SEOUL — Following nearly two months of a relentless upward rally that has severely strained the pockets of Korean drivers, domestic pump prices for both gasoline and diesel have finally turned downward, marking the first weekly decline in eight weeks.
The minor retreat in retail fuel costs comes on the heels of major geopolitical shifts halfway across the globe. Reports that peace negotiations between the United States and Iran are making tangible progress have effectively cooled down what was previously a boiling international crude market.
According to data released on Saturday, May 23, by Opinet, the oil price information service operated by the state-run Korea National Oil Corporation (KNOC), the average retail price of regular gasoline at gas stations nationwide during the third week of May (May 17–21) stood at 2,011.3 won per liter. This represents a modest decrease of 0.4 won compared to the preceding week.
Regional Disparities and Brand-Specific Pricing
A closer look at the geographical data reveals that energy costs remain heavily dependent on location, with Seoul maintaining its reputation as the most expensive zone in the country.
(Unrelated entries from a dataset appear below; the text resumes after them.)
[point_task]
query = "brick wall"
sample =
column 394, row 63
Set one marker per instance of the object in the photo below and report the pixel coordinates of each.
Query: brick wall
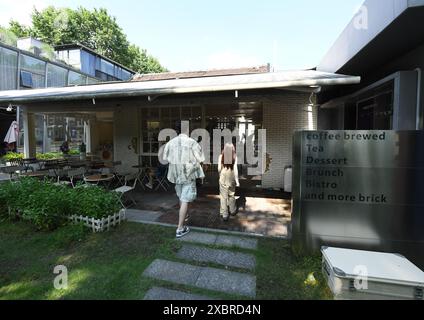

The Highest Costs: Retail gasoline in the capital city of Seoul averaged 2,051.4 won per liter, down a fractional 0.4 won from the previous week, yet remaining comfortably above the national average due to higher land values and operating costs.
The Most Affordable: Conversely, motorists in the southeastern city of Daegu enjoyed the lowest prices in the nation, where the average gasoline price shed 1.4 won to settle at 1,994.4 won per liter, dipping below the psychologically significant 2,000-won threshold.
When broken down by gas station brands, corporate-backed premium stations sat at the top of the pricing tier, while government-subsidized options offered relief at the bottom:
Meanwhile, diesel consumers also saw a slight easing of their financial burdens. The nationwide average price for automotive diesel dropped by 0.3 won over the same period, landing at 2,005.9 won per liter, indicating a slow but steady stabilization of the market.
Global Markets Tattered Between Conflict and Diplomacy
The trajectory of domestic fuel prices is inextricably linked to global macroeconomic currents. Throughout the week, international oil benchmarks experienced heavy intraday volatility, initialing spiking upward on fears surrounding U.S. President Donald Trump's hawkish rhetoric and potential military posturing against Iran.
However, the momentum shifted dramatically as market anxieties were offset by emerging reports pointing toward a breakthrough in a potential end-of-war agreement between Washington and Tehran.
Despite the late-week stabilization, overall global averages for the week still registered net gains. Dubai crude, which serves as the primary benchmark for South Korea's crude imports due to its heavy reliance on Middle Eastern supplies, closed the weekly trading cycle at $106.3 per barrel, up $1.5 from the prior week.
On the refined product side, international gasoline prices rose by $2.3 to settle at $135.3 per barrel, while international automotive diesel increased by $1.8 to close at $163.1 per barrel.
"Because fluctuations in international oil markets typically take a two- to three-week time lag to mirror onto domestic retail prices at local pumps, we must closely monitor how the recent caps on global price gains will alter domestic oil price trends in the weeks ahead," a representative from the domestic refining industry stated on the condition of anonymity.
Government Steps In: Price Caps Frozen to Protect Consumers
As the cost of living remains a paramount socio-economic issue, the South Korean government has moved aggressively to shield working-class families and small business owners from devastating energy shocks.
In an emergency measure aimed at minimizing consumer distress, economic authorities announced that they will freeze the "6th Petroleum Maximum Price Cap," which officially went into effect on May 22.
Under this emergency regulatory framework, the legal maximum retail prices for domestic petroleum products will remain strictly locked at the following thresholds:
Gasoline Maximum Cap: 1,934 won per liter
Diesel Maximum Cap: 1,923 won per liter
Kerosene Maximum Cap: 1,530 won per liter
This price stabilization measure mirrors the exact limits enforced during the second through fifth price cap iterations, demonstrating the administration's firm resolve to prevent a speculative spiral at local gas stations while global diplomatic efforts play out. Local economists note that while the current market averages still technically sit slightly above these government-mandated baseline ceilings due to lag times and regional anomalies, the freezing of the cap ensures that fuel retailers cannot push costs any higher, effectively placing a hard roof over the heads of vulnerable consumers.